Zoom Icon

Debugging Deadlocks on Android

From UIC Archive

Debugging Deadlocks on Android

Contents


Debugging Deadlocks on Android
Author: Quequero
Email: Que addr.gif
Website: http://quequero.org
Date: 30/01/2012 (dd/mm/yyyy)
Level: Working brain required
Language: English Flag English.gif
Comments: This is just a personal memo, anyway feel free to send me suggestions and corrections



Introduction

Deadlocks are well known to be difficult to debug, especially when you're dealing with a large amount of concurrent code.
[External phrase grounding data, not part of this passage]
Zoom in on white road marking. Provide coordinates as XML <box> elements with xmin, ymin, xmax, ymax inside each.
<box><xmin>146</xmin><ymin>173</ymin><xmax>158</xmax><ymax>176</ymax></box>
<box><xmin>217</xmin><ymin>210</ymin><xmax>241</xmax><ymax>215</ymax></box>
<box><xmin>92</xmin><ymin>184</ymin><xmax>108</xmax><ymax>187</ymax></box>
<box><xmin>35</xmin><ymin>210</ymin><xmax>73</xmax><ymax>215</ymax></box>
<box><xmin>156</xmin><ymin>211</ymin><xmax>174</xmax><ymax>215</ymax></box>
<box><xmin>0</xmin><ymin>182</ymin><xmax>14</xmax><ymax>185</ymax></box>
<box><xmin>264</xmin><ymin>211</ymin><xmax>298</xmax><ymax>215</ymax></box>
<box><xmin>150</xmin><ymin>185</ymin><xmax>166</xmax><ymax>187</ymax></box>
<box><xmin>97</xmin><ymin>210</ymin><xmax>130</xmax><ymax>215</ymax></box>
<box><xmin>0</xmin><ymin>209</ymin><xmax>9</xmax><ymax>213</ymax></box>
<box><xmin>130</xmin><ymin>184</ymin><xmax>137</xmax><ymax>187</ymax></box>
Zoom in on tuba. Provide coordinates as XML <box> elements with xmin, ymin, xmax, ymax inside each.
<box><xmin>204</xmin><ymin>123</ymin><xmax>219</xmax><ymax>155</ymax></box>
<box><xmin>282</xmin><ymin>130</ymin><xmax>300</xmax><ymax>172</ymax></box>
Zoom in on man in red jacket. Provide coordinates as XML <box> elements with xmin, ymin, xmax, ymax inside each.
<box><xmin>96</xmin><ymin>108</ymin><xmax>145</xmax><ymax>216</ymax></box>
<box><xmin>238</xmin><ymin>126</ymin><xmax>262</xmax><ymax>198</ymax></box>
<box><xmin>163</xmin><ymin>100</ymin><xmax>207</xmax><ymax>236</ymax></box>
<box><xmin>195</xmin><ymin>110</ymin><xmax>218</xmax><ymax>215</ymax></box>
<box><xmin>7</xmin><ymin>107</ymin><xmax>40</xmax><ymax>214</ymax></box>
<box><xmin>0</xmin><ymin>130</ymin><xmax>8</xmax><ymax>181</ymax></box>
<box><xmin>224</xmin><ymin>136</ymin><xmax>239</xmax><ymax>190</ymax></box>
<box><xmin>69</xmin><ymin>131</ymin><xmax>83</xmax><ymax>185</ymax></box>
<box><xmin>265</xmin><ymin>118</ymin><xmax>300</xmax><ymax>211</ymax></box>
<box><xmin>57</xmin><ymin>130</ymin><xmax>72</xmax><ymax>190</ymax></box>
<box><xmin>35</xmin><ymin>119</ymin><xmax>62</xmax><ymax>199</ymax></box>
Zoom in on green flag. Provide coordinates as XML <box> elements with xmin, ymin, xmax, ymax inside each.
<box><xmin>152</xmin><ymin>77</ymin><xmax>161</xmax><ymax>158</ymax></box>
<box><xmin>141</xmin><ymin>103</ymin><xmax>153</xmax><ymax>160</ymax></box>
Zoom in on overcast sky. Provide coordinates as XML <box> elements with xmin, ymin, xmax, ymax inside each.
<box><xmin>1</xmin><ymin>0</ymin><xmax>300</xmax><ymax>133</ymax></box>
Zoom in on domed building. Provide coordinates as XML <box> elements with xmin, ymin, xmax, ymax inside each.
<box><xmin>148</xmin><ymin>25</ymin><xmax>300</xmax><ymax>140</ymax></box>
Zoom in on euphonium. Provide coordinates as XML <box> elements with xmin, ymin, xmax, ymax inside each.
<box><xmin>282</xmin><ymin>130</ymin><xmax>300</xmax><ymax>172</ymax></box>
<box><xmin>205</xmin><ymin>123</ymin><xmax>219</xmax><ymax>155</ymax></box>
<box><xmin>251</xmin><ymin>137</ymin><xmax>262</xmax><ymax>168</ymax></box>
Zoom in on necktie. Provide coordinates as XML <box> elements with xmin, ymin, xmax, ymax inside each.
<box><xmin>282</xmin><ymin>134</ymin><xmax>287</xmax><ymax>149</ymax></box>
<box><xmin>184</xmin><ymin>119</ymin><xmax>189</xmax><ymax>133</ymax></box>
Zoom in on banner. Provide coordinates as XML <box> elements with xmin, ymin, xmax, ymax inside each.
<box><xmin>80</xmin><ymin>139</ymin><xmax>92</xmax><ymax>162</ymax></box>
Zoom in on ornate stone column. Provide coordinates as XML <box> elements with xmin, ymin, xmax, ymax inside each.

Fortunately on Android we have some tools that are more than useful to detect where a deadlock is happening.



Debugging Deadlocks

Probably in your developer life you'll end up dealing with deadlocks at least a couple (hundred thousand) times, while a deadlock-situation might not be that hard to detect, sometimes it can be hard to detect where the deadlock happened. This usually lead to questions like "where? and how do I trace it?", so you start writing a new class, if you didn't do that already, to track resource allocation and hunt the bug, a very time consuming process, especially if you're in a rush. Let's see what to do if you're developing on Android platform.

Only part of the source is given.